There is evidence that engaged and deep learning often takes place in such “affinity spaces” – spaces where people who share common interests gather on their own accord and learn with each other.
Being the consummate education researcher that he is, Mingfong’s own experience in such communities got him thinking: Might this concept take off in a classroom too?
“There are many good lessons that we can learn from these online learning spaces. We see a culture where people critically consume and produce images while they are socializing and having fun together. We want to investigate how such a learning model can be designed and enacted in schools,” says Mingfong, a Research Scientist from NIE.
Get Interested First, Learn Later
There are at least two ways to learn photography, according to Mingfong. The first one is reading up on how a camera works and the technical aspects of photography, such as composition. This is a content-mastery model of learning.
The second, and more organic, way is to grab a camera and start taking photos. “You take photos, share them with other people, and take more photos. In this personally meaningful process, you build your relationship with images before the technical know-hows kicks in.” Learning photography is viewed as learning to express yourself through the world of light, colours, time and activities via cameras. This is a situated-learning model.
Through the comments of others, budding photographers will gradually pick up technical know-hows and skills essential for telling stories with images. They can also read photography-related books with more understanding.
“You develop an interest in doing something and you will naturally feel the urge to know more about it,” explains Mingfong.
This is exactly the kind of learning culture that he and his team of researchers want to create in a classroom. They worked with Professor Seah Hock Soon and Associate Professor Margaret Tan from Nanyang Technological University, and Art teachers to design an online social platform and authoring tools for secondary students.
VisuaPedia, the online social platform and the authoring tool that they created, provides drawing, animation and other art production tools for students. They can also collaborate on art pieces together. With the social platform integrated with authoring tools, students can view and comment on each other’s works with a click.
To motivate students to participate, Mingfong “gamified” things a little so that they can earn points and badges if they complete certain activities, just like in an online game.
Ownership of Learning
From the teachers, the researchers got to know that many students feel obligated to create art pieces for teachers instead of for themselves.
“The teachers working with us shared similar beliefs. They really want to promote arts as a way to express, to communicate and create – a sense of ownership,” says Mingfong.
“What we want to do is for students to create and share art works and see this process as a meaningful and creative activity. When they develop a passion for it, they will become artists in their own minds.”
Because of this, the teachers and researchers decided to step back and not impose common school rules on how students should use VisuaPedia. The teachers also refrained from posting and commenting on the platform.
“We wanted to have a chance to understand how youth perceive the affordances of this online community,” explains Mingfong.
“Facebook” in the Classroom
So, how did the students take to VisuaPedia?
“Students were very interested in the drawing tools, and they also posted their artworks online for their classmates and themselves,” Mingfong says. The teachers found that their students took pride in their own creations. They were eager to share their own imagination.

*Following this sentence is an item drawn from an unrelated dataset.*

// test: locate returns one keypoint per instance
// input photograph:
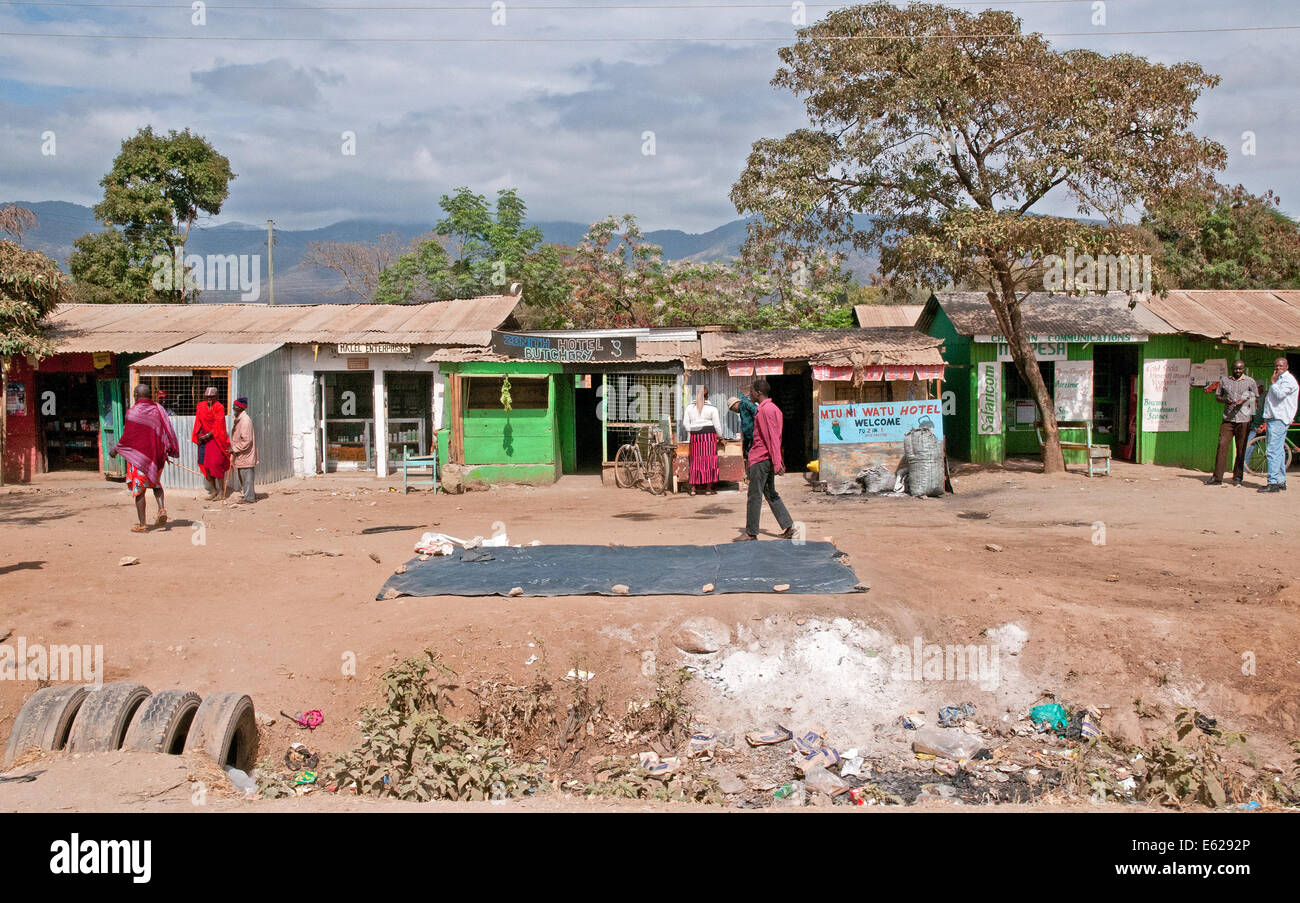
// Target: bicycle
(1256, 452)
(650, 470)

But one thing that did not go as planned was the way students interacted with each other within the platform. There was a lot of chatter going on initially, but most of the talk was “friendship-driven” instead of on the art pieces.
“For the students, it was like, ‘Fantastic! Now we have a safe Facebook in the classroom!’ While the researchers expected more conversations about their art works eventually, students zoomed in to the social part of VisuaPedia,” explains Mingfong. “Perhaps socialization is a crucial part of talking about arts, at least that is what we found.”

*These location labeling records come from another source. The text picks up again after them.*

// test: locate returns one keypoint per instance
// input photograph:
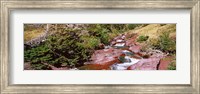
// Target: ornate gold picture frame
(8, 5)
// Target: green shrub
(166, 44)
(142, 38)
(64, 48)
(172, 66)
(133, 26)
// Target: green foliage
(89, 42)
(167, 44)
(172, 66)
(132, 26)
(164, 42)
(71, 48)
(65, 47)
(142, 38)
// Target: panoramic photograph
(99, 46)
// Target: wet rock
(124, 65)
(145, 64)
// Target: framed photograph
(84, 46)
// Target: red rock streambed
(124, 54)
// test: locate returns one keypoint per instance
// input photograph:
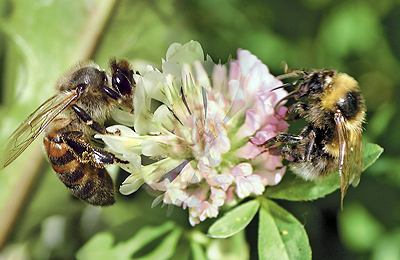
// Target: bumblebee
(85, 97)
(334, 109)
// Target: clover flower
(193, 121)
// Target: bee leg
(85, 117)
(86, 152)
(296, 111)
(285, 152)
(282, 138)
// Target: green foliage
(39, 40)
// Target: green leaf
(102, 246)
(235, 220)
(280, 235)
(371, 153)
(297, 189)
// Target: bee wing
(351, 160)
(30, 129)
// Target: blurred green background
(40, 39)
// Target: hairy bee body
(334, 109)
(86, 96)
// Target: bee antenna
(290, 95)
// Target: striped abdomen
(86, 179)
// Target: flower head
(193, 120)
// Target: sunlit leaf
(235, 220)
(281, 236)
(295, 188)
(371, 153)
(103, 245)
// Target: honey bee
(85, 97)
(334, 109)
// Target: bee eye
(103, 77)
(349, 105)
(316, 82)
(121, 83)
(81, 87)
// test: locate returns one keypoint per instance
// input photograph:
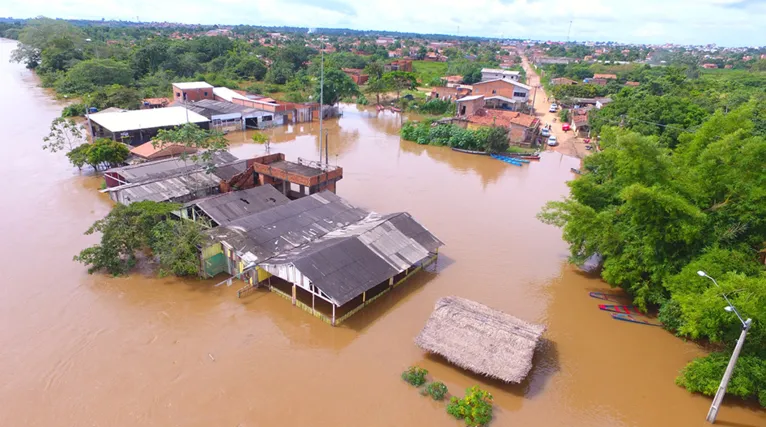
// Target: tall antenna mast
(321, 103)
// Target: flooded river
(83, 350)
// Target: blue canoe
(506, 159)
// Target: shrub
(73, 110)
(475, 408)
(415, 376)
(437, 390)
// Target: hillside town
(231, 213)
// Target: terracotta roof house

Also, as students could access VisuaPedia via computers but not mobile devices, participation dwindled after a while as they, as digital natives, seemed to have little patience for asynchronous interactions.
Teachers need to be very attentive and thoughtful about how they run this community and how students will see themselves in this community.
– Mingfong Jan on how teachers should approach online spaces
From this experience of designing an affinity space within a classroom, Mingfong learned a few valuable lessons which he wants to share with those who want to do something similar.
“Don’t start from scratch,” he advises. Instead, look out for online platforms that are already freely available, and participate in it for a while. Get your hands dirty at being a community organizer first, as the role is quite different from that of a classroom teacher. From there, you can think of how to customize the space for your class.
Something else to think about is the learning culture you want to foster in that affinity space. Rules and activity structures are still needed to maintain the community, but it should not just be an extension of the classroom to an online space if you are thinking about affinity space.
“In an online space, teacher shouldn’t be playing the same role as in the classroom,” says Mingfong. “They need to be very attentive and thoughtful about how they run this community and how students will see themselves in this community.”